Empirical case for two pseudogaps in cuprate superconductors

TL;DR

This paper empirically analyzes cuprate superconductors and argues for the existence of two distinct pseudogaps, each arising from different physical mechanisms, with implications for understanding high-temperature superconductivity.

Contribution

It introduces a novel empirical framework identifying two pseudogaps in cuprates, linking them to magnetic interactions and disorder effects, advancing the understanding of the normal state in these materials.

Findings

Identification of a large pseudogap from magnetic interactions.

Detection of a small pseudogap related to dopant disorder.

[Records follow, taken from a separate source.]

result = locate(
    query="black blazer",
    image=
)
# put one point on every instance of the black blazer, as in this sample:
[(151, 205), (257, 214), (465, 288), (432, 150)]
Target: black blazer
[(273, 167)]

Correlation between the small pseudogap and the energy E_cross.

Abstract

Superconductivity in cuprates is achieved by doping holes into a correlated charge-transfer insulator. While the correlated character of the parent insulator is now understood, there is no accepted theory for the "normal" state of the doped insulator. I present a mostly empirical analysis of a large range of experimental characterizations, making the case for two pseudogaps: (1) a large pseudogap resulting from the competition between the energy of superexchange-coupled local Cu moments and the kinetic energy of doped holes; (2) a small pseudogap that results from dopant disorder and consequent variations in local charge density, leading to a distribution of local superconducting onset temperatures. The large pseudogap closes as hole kinetic energy dominates at higher doping and the dynamic antiferromagnetic correlations become overdamped. Establishing spatially-homogeneous $d$-wave superconductivity is limited by those regions with the weakest superconducting phase coherence, which tends to be limited by low-energy spin fluctuations. The magnitude of the small pseudogap is correlated with the doping-dependent energy $E_{\rm cross}$ associated with the neck of the hour-glass dispersion of spin excitations. The consequences of this picture are discussed.